Publicado em 30.09.25

Resumo da matéria

  • Pesquisas já resultaram em ovelhas com melhor conformação e rendimento de carcaça, perda espontânea de lã, maior prolificidade e resistência à verminose
  • Esses animais já foram testados com sucesso na Embrapa Pecuária Sul (RS) e agora seguem para validação em rebanhos comerciais
  • A expectativa é duplicar a eficácia produtiva na ovinocultura de corte, com melhor relação entre receitas e despesas
  • As melhorias genéticas também contribuem para reduzir emissões de gases de efeito estufa e diminuir o número de animais improdutivos nos rebanhos
  • O projeto está em fase de repasse de reprodutores para produtores parceiros, com acompanhamento e avaliação em campo
  • Os cientistas querem que a ovinocultura do futuro possa adotar todas ou apenas algumas das características genéticas desenvolvidas, de acordo com os sistemas de produção

Pesquisadores da Embrapa Pecuária Sul (RS) estão desenvolvendo um projeto de melhoramento genético que já começa a desenhar a chamada “ovelha do futuro”. O trabalho busca oferecer à ovinocultura de corte animais mais eficientes, produtivos e rentáveis.

Entre os avanços obtidos, os exemplares selecionados reúnem quatro características principais: melhor conformação e rendimento de carcaça, perda espontânea de lã, maior prolificidade e resistência à verminose. A iniciativa também contribui para a redução das emissões de gases de efeito estufa e para a diminuição do número de animais improdutivos nos rebanhos.

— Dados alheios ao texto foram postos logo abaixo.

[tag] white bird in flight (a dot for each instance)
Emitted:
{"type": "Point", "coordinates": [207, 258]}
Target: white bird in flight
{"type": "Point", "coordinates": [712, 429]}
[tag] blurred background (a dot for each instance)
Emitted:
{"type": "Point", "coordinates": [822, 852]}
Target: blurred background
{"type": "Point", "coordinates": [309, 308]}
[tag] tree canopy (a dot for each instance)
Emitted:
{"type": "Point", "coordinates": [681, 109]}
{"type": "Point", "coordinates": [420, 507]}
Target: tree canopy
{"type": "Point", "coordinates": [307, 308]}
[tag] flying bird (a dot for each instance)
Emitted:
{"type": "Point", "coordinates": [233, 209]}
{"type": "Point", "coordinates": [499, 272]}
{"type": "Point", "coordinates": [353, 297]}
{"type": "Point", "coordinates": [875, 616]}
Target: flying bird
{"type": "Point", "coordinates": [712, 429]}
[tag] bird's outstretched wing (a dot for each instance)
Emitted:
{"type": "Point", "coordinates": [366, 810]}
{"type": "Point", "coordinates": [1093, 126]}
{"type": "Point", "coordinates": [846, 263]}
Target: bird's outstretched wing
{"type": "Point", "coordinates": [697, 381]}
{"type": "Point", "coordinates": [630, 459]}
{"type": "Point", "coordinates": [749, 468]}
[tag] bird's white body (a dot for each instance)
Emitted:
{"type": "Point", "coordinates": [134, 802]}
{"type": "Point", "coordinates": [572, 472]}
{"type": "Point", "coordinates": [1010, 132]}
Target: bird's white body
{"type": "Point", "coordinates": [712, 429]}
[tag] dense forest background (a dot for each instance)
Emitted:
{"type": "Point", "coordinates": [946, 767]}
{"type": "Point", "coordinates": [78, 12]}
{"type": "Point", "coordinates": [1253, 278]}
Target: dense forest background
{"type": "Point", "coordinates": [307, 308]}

A pesquisa combina seleção por genótipo — quando os genes responsáveis pelas características já foram identificados — e por fenótipo, a partir da observação de indivíduos com maior desempenho. O próximo passo é validar os resultados em rebanhos comerciais, em parceria com produtores da região.

O projeto prevê a cessão de carneiros geneticamente melhorados a criadores parceiros, que acompanharão o desempenho dos animais nascidos a partir dos cruzamentos. O monitoramento inclui registros zootécnicos detalhados, avaliação do escore de cobertura de lã, resistência a parasitas, peso corporal e coleta de DNA.

A expectativa é acompanhar pelo menos 1.000 animais nessas condições, com os primeiros resultados já em andamento. Segundo os pesquisadores, o objetivo é que cada produtor possa desenvolver sua própria versão da “ovelha do futuro”, escolhendo quais características se adaptam melhor ao seu sistema de produção.